After a breakfast of French Toast & pork sausage, I took a good look at the air conditioner vent. Guess what? Wide open & can't get the lever to move the louvers <sigh>. Having read through this forum for months (and months) I had my trusty duct tape wrapped ink pen. And I knew what the solution was:







(Yes, the duct tape is pink) Much, much better! Now I could lay in the bed, get out my small binoculars & read the route map!

FYI, the cold wall wasn't a problem on this train because the wall had upholstery / carpet.
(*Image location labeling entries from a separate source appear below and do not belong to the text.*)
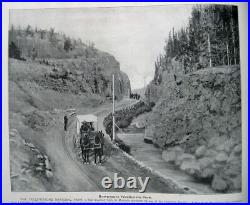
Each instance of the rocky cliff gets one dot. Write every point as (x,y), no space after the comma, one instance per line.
(197,123)
(65,65)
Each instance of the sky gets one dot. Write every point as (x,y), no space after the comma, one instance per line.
(135,36)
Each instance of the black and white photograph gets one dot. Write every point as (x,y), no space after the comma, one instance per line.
(125,99)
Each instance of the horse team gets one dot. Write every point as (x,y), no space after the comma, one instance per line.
(91,140)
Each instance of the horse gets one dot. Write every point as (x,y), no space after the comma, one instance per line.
(85,147)
(98,147)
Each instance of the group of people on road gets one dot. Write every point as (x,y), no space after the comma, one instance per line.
(91,140)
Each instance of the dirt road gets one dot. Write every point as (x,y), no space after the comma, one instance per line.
(78,177)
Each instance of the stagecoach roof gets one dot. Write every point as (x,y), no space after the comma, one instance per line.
(87,118)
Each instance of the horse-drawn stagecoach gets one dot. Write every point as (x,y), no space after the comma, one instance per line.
(89,138)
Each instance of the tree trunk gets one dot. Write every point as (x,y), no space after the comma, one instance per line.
(209,51)
(228,60)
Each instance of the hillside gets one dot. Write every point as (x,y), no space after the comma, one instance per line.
(197,90)
(66,65)
(44,81)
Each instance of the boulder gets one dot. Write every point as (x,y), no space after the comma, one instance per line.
(237,149)
(49,174)
(236,182)
(183,157)
(169,156)
(219,184)
(200,151)
(221,157)
(207,173)
(205,162)
(190,166)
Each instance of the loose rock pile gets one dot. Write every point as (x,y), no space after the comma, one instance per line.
(27,164)
(198,125)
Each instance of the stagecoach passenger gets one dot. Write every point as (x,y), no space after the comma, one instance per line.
(97,148)
(85,147)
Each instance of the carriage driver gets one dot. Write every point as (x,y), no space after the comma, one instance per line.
(98,148)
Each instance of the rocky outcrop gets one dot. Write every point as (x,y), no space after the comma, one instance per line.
(197,122)
(68,65)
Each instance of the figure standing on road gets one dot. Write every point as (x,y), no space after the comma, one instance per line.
(97,148)
(65,122)
(85,146)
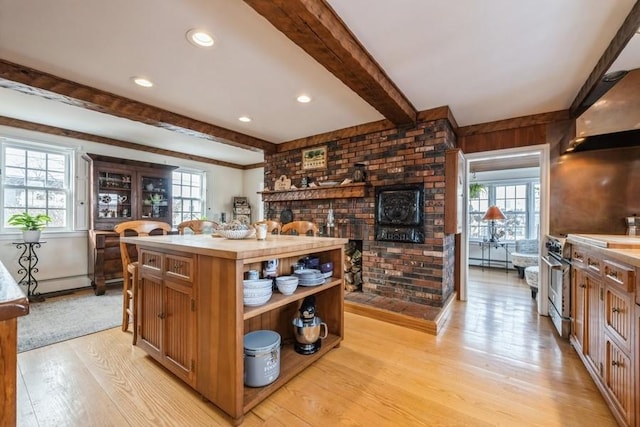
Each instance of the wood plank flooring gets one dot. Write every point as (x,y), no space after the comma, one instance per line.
(496,362)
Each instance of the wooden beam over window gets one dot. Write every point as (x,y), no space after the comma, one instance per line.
(617,44)
(52,130)
(34,82)
(317,29)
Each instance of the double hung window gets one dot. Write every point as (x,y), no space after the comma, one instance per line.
(37,179)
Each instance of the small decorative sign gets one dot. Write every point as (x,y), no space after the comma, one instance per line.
(283,183)
(314,158)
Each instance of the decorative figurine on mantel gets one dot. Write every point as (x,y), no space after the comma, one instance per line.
(283,183)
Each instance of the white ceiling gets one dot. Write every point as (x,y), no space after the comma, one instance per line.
(487,60)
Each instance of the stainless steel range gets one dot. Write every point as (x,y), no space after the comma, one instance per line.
(556,266)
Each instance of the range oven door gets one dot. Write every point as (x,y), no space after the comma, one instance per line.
(558,277)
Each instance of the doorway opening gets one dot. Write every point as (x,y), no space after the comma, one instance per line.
(515,180)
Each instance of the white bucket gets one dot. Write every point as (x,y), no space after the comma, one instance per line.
(261,358)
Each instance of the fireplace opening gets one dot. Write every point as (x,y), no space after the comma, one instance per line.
(399,213)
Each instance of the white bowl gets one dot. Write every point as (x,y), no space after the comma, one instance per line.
(236,234)
(287,288)
(257,292)
(257,283)
(256,301)
(287,279)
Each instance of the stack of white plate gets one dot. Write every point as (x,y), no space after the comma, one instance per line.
(257,291)
(309,277)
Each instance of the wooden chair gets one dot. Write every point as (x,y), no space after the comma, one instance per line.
(300,228)
(198,226)
(130,269)
(273,227)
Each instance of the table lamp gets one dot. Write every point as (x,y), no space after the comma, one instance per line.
(493,213)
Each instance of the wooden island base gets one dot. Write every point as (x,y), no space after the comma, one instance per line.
(191,316)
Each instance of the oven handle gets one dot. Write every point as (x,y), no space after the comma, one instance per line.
(552,263)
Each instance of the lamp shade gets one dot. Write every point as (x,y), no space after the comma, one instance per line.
(493,213)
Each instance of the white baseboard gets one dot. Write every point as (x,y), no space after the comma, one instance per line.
(62,284)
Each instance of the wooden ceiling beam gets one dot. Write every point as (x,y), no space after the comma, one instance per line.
(316,28)
(617,44)
(52,130)
(34,82)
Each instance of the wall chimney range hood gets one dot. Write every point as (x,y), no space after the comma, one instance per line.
(613,119)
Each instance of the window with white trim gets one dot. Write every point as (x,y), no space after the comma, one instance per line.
(188,195)
(518,201)
(36,178)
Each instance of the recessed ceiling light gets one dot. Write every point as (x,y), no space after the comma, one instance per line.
(142,81)
(200,38)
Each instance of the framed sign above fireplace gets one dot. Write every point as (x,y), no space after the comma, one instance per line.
(399,215)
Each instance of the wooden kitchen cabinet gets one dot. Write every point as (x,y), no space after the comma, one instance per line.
(193,321)
(166,318)
(122,190)
(579,310)
(608,341)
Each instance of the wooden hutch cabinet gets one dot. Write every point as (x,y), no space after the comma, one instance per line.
(122,190)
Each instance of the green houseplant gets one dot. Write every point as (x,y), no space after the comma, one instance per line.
(31,225)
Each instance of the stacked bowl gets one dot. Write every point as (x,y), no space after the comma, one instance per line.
(287,284)
(309,277)
(257,291)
I purchased a Garmin Nuvi 250 before I left CA. As expected, the train ran at about 70 - 80 mph when it could. At one point we were going 88! What a great toy. I didn't know what I'd been missing!
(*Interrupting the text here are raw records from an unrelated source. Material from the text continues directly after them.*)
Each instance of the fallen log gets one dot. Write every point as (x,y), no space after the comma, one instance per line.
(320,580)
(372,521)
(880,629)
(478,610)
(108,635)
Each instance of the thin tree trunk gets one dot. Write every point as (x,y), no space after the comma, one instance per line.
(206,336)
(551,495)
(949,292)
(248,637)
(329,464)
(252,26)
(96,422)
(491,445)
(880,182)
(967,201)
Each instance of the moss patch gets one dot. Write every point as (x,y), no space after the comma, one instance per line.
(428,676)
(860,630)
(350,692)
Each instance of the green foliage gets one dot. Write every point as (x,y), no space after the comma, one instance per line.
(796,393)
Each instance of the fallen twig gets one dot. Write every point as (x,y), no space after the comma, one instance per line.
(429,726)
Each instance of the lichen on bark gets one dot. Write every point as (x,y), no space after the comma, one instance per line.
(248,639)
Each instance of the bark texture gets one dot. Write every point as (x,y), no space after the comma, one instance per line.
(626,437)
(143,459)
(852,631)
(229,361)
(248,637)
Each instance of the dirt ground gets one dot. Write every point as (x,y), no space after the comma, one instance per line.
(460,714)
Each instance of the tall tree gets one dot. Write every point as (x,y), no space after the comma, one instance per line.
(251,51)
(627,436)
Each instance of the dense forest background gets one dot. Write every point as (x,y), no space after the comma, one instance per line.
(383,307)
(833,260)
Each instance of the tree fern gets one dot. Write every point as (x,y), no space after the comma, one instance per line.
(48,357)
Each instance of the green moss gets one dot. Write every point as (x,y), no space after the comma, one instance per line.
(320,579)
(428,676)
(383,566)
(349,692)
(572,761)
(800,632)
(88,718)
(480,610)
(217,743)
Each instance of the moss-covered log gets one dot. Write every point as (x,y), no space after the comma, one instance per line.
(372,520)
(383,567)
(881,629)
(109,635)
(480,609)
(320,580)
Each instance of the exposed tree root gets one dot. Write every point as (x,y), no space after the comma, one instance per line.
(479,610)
Lunch was pork stew over rice. Doesn't sound that great nor does it look very good, but it was very, very good. Like pork roast with a thick gravy over rice.

I suppose many of you know the old station at Grand Junction is for sale. I walked around & found some workmen on the street side. Asked if I could go in & take pictures. Yes!! What a wonderful building. I'm not sure what all will be left with the building. I looked like they were taking some of the benches out. The owner was there. The bank is about to foreclose & the building went on the auction block (Dec 2). I hope it has good, caring owners.
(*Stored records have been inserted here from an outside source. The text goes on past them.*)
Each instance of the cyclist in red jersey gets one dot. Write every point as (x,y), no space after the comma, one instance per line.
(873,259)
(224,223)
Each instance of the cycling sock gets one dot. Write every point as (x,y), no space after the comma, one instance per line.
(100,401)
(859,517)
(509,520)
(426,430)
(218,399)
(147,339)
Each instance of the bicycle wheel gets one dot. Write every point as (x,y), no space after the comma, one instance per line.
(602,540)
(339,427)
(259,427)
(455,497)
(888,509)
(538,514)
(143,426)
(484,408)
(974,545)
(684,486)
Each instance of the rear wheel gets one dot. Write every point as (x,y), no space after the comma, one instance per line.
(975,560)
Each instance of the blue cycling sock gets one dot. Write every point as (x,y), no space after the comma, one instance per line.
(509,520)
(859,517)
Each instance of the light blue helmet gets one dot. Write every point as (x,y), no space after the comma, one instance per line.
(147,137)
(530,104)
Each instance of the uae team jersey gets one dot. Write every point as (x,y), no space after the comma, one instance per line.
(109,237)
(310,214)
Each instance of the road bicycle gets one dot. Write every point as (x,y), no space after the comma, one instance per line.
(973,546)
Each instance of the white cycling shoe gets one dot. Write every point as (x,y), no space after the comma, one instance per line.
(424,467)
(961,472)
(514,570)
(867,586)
I sat down to dinner at 7:15, just before we arrived at DEN (Denver) 45 minutes early. (Lamb shank, mashed & veggies) While in DEN, we picked up an engine deadheading to CHI and an additional coach car. Naturally the power went out when they added the engine. We were eating in the dark. I jokingly asked if we could have some candles. Well, they came close. They broke out the glow sticks; putting one at each dining table. :lol:

We had lots of time at DEN; arrived early & left 13 minutes late.

We never did make up much of the lost time. Arriving at all other stations 15 - 30 minutes late.

12/01/2009

Breakfast - scrambled eggs & pork sausage

Lunch - grilled cheese with pesto - not bad.

I decided to get off at GBB (Galesburg, IL) rather than go to CHI then to SPI (Springfield, IL). Hubby picked me up & I was home probably before the train pulled into CUS.

This was an international train - Australian family here for business in Toledo, OH; Japanese couple & and English couple. Had dinner with an older couple (possibly mid-80s) who didn't like to fly & felt they should no longer drive to visit the "kids" I gave my 2010 time table to them.

The SCA, William, was like the stereotypical [insert ethnic background] mother. "I'll do this for you, but I'm gonna let you know how hard it is & you should feel guilty & grateful" He made the coffee, set up the rooms, had extra blankets, answered calls BUT he also let you know that he was doing his job & how hard it was. He also let you know he was off duty at 10:30pm 9:30pm

The real kicker was when some pax got on a day early. The train had left the station. Room 7 had been at lunch. Someone put their coats in #7. SCA was notified; he was scurrying trying to figure out who they belonged to. He was talking to Jesus (SCA in 0632) in the hall way. "Who were they? How did they get on? Were they coach pax?" At this time William was trying to get rooms set for daytime. Jesus said something I couldn't hear clearly, then William said "Tell them I only have 2 arms - not 10" :huh: The end of the story is William did not check the date on the new pax tickets. Luckily Room 12 was empty.

But, hey, that was the only bad thing on this trip - which wasn't horrible. We didn't have tainted water or get hit with a boulder!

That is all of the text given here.